If you were to sit down with a piece of paper, yes! you can even do this now and draw a circle and imagine that circle was the dinner table of your psyche, who would be sitting down for the afternoon meal?

Hopefully, some of the attendee’s would include, wisdom, play, innocence, wonder, self-worth and delight and inevitably there would also be grief, disappointment, sadness and our trusty friend, the inner critic.

So what needs to happen to charm the inner critic so it does not have a hay day when your wonderful plans do not work out? When the relationship you put all the time and energy into falls apart? When you find yourself feeling exhausted and frustrated because of your energy level? When after all the work you’ve done, you continue to be disappointed and upset with the lack of connection in your family?

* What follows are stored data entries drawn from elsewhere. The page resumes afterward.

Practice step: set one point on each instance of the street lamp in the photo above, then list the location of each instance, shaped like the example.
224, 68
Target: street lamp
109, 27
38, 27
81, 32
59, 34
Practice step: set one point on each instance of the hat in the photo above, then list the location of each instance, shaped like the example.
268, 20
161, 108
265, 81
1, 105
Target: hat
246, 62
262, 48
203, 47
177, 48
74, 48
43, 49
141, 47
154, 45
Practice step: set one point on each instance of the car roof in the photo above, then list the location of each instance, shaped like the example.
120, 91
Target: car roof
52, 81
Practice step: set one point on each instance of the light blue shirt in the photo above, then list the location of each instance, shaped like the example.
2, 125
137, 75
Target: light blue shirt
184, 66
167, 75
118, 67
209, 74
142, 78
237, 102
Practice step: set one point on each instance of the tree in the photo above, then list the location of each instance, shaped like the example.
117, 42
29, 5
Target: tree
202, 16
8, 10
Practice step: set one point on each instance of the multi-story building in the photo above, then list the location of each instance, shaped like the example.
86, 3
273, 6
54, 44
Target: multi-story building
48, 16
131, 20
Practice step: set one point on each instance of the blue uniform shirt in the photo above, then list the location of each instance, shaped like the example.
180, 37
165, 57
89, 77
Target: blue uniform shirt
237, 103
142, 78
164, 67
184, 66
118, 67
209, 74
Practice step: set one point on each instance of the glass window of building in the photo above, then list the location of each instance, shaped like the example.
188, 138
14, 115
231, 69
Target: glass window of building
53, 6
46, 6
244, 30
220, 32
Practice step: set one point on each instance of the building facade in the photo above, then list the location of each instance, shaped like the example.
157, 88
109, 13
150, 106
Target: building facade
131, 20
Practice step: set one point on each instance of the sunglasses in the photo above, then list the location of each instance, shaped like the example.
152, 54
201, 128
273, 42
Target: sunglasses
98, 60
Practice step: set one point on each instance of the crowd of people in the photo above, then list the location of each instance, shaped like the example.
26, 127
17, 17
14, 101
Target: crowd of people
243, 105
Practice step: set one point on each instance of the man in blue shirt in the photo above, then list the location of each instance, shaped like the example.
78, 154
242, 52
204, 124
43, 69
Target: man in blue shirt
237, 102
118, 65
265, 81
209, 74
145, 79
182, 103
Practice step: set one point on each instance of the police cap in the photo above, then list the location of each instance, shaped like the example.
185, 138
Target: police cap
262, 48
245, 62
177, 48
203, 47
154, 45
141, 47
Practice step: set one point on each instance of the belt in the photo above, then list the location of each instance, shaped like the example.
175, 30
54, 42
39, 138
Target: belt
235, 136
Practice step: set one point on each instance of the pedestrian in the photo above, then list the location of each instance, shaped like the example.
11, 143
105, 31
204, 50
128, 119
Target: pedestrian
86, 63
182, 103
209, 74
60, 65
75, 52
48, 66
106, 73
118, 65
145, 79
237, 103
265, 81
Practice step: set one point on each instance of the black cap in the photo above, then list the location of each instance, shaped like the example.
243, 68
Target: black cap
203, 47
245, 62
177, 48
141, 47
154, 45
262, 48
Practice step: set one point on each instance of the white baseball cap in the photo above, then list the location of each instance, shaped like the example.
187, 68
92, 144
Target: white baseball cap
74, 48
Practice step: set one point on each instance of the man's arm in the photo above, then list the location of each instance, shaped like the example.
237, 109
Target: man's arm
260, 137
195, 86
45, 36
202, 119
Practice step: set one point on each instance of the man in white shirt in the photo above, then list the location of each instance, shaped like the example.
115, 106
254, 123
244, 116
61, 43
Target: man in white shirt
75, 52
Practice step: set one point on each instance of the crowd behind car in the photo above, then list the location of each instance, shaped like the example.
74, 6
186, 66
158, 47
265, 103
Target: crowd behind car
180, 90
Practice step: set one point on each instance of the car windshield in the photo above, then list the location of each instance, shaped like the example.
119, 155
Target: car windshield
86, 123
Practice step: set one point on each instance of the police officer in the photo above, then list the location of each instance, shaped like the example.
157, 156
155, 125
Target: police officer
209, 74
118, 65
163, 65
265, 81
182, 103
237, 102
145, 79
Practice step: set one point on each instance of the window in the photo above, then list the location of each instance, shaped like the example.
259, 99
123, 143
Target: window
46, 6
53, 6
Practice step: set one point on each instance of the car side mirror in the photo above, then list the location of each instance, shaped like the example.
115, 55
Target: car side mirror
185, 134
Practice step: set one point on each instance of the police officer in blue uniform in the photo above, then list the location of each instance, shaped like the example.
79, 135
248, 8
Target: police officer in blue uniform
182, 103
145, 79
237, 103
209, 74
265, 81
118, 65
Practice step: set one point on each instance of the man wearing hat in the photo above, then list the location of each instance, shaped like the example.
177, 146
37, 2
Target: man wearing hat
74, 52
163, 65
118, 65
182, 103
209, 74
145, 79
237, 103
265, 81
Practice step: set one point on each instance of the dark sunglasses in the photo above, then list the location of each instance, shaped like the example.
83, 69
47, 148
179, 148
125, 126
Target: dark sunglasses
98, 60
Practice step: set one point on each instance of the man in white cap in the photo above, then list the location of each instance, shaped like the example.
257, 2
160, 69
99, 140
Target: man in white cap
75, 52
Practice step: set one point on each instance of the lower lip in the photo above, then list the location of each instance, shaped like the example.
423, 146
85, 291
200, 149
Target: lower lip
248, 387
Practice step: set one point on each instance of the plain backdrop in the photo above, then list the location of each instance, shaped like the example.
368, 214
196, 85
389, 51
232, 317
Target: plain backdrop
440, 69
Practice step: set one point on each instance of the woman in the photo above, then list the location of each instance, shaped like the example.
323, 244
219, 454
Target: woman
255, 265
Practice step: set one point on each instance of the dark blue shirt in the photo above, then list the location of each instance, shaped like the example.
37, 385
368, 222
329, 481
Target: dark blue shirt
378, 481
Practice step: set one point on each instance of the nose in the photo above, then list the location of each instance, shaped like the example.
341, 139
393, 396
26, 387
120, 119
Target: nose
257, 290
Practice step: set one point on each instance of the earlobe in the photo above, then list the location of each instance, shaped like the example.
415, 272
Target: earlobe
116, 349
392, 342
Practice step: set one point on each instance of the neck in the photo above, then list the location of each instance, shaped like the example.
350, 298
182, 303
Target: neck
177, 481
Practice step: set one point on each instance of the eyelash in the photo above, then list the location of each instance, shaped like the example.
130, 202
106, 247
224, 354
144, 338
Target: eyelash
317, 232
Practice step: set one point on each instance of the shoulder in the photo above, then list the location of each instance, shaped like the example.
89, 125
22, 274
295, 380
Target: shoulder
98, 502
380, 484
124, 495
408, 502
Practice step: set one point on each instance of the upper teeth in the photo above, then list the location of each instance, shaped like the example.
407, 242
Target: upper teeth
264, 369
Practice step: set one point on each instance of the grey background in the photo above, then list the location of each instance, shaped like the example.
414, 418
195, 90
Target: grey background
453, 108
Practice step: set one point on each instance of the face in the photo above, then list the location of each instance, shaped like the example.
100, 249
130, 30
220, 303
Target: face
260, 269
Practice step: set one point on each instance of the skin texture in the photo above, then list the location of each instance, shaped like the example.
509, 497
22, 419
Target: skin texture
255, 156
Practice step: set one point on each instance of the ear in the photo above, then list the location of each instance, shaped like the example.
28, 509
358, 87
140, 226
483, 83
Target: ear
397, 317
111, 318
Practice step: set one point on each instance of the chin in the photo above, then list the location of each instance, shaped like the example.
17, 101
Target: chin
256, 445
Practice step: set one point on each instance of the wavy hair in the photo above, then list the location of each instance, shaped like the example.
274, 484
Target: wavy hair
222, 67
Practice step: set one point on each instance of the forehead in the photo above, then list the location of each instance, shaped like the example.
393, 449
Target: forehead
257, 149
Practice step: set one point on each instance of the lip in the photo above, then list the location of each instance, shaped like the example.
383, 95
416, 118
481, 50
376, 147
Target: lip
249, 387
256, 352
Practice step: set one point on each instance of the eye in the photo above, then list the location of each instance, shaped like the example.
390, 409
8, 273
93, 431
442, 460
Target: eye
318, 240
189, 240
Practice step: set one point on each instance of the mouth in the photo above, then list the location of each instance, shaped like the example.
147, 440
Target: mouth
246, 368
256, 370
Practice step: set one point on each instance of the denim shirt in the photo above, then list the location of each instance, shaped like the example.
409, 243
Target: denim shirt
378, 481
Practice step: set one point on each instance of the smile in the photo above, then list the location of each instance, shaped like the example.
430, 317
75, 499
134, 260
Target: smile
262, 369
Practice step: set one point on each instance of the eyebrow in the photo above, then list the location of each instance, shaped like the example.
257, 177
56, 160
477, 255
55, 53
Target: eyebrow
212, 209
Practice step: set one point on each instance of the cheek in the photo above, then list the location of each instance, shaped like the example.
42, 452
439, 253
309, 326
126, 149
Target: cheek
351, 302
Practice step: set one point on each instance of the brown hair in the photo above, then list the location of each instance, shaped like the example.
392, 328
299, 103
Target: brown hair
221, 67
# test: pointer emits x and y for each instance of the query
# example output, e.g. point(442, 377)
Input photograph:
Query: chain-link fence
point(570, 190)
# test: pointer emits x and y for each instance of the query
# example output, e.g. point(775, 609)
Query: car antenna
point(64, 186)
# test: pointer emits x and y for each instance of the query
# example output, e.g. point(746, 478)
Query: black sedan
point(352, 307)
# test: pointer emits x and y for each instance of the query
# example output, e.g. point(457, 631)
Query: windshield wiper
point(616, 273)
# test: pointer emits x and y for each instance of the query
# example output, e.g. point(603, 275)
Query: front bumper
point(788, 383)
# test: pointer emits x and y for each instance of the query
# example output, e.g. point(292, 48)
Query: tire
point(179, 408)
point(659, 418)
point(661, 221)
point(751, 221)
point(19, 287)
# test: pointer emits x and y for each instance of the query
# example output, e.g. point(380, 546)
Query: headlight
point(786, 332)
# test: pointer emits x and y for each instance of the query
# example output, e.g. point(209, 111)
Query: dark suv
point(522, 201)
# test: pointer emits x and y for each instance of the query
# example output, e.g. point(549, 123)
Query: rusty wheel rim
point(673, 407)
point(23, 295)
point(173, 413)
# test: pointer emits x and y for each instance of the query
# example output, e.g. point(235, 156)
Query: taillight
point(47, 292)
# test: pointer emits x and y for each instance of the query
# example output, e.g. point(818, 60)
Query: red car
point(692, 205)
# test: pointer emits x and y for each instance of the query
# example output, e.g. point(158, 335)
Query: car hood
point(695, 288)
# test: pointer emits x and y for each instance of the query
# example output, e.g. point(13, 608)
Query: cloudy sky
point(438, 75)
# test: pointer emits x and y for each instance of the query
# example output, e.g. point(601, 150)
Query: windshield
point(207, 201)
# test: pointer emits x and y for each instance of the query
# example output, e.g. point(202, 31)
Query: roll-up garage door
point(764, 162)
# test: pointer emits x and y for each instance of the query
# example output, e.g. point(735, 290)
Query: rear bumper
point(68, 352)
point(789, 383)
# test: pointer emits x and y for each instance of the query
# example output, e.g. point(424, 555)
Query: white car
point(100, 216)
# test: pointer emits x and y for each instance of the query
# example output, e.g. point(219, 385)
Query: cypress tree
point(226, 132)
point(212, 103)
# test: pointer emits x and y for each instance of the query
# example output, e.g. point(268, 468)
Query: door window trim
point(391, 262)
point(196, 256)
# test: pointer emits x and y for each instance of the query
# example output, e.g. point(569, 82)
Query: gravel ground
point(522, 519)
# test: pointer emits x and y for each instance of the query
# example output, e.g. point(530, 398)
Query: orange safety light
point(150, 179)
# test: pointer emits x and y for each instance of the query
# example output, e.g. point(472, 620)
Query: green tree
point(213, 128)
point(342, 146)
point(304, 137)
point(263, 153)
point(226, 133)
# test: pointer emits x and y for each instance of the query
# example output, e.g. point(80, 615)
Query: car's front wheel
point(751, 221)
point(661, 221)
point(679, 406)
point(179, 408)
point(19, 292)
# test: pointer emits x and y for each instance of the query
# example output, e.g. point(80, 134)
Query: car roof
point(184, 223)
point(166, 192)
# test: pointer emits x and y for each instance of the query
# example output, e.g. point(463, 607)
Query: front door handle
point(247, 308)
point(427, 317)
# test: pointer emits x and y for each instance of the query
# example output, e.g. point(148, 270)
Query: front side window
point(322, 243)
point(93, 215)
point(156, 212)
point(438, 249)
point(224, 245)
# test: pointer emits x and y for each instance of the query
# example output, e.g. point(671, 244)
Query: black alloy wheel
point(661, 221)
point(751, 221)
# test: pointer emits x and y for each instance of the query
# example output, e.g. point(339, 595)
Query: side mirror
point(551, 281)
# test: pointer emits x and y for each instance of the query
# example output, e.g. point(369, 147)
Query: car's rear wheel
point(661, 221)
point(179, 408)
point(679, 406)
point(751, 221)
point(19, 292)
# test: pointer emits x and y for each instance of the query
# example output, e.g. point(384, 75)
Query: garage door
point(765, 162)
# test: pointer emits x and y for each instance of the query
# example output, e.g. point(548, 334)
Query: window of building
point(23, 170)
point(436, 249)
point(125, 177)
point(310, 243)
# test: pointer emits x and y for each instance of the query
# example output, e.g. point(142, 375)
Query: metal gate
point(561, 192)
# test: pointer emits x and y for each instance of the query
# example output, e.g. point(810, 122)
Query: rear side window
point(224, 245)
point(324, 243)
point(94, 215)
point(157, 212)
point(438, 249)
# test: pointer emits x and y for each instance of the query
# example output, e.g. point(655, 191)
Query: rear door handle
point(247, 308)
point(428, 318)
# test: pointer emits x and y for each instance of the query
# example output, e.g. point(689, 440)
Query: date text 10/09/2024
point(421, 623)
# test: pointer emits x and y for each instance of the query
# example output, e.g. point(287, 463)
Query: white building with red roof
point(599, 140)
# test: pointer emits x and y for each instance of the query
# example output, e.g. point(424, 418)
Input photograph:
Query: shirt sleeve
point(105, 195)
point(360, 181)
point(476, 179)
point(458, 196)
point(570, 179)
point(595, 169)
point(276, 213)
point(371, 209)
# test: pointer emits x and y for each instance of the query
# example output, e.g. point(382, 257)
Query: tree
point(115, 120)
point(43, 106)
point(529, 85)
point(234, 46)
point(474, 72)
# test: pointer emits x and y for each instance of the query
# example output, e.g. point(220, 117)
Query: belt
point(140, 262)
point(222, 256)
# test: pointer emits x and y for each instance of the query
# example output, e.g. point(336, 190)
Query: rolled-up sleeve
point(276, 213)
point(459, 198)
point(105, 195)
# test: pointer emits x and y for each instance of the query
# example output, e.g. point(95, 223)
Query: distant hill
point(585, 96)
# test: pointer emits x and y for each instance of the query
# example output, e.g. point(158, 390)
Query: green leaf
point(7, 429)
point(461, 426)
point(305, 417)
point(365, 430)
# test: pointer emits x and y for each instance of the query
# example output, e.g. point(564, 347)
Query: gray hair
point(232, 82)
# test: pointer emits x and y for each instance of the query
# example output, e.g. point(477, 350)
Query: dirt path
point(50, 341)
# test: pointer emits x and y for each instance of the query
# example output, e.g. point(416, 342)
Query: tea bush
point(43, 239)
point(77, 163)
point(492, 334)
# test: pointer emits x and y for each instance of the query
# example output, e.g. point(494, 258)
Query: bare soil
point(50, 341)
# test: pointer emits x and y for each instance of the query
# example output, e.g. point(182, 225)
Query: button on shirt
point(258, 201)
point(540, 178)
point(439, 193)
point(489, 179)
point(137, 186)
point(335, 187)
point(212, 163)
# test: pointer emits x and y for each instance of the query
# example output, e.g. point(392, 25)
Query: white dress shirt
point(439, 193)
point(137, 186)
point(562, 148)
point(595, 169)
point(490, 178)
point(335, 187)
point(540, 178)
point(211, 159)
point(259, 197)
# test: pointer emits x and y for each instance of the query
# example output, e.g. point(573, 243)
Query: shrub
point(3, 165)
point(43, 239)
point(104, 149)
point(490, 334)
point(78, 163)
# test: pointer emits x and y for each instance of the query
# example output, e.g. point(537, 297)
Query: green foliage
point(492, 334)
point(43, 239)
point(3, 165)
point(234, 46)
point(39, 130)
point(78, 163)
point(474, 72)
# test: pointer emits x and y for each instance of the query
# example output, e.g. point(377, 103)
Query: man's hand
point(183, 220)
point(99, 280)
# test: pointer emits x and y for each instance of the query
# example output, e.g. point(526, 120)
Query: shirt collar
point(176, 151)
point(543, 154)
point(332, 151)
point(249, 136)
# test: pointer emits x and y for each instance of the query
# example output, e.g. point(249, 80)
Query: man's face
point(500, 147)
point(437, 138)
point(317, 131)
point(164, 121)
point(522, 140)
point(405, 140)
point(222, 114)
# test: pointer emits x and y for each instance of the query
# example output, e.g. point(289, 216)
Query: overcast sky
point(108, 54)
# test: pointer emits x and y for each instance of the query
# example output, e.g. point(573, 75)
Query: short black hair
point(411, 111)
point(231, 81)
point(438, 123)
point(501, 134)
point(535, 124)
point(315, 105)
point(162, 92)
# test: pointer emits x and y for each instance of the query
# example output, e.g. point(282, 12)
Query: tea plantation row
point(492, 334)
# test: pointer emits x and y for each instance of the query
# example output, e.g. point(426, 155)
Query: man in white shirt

Is it possible to appease the inner critic that it might be a bit more satisfied with what is happening in your life, rather than being so opinionated that you are not enough?

Absolutely, here is a little thing that you can do. First notice when the critic comes on line. Next, and this is the most important part, when it begins their rant, engage the wise part of you. The inner voice that comes from your gut that knows that you are doing the best you can. Invite yourself to give more attention to your wise mind rather than to the inner critic.

The inner critic may complain and say, wait! What about me? If this is the case then it is an opportunity to tend to the inner critic as if this was a part of you that just needs some attention. The inner critic has been there to protect you, to keep you safe from experiences that may be risky for you. It is not a bad part, just a part that needs a little compassion. So give the inner critic some milk and cookies, tell them it is okay, be a good enough parent to that part of you that is afraid and not sure.

By doing this you not only charm the inner critic, you also begin to build the neural pathways that support the cultivation of self-compassion and acceptance. The voice of “you are enough,” gets louder and pretty soon, with time, the inner critic will find it’s peace.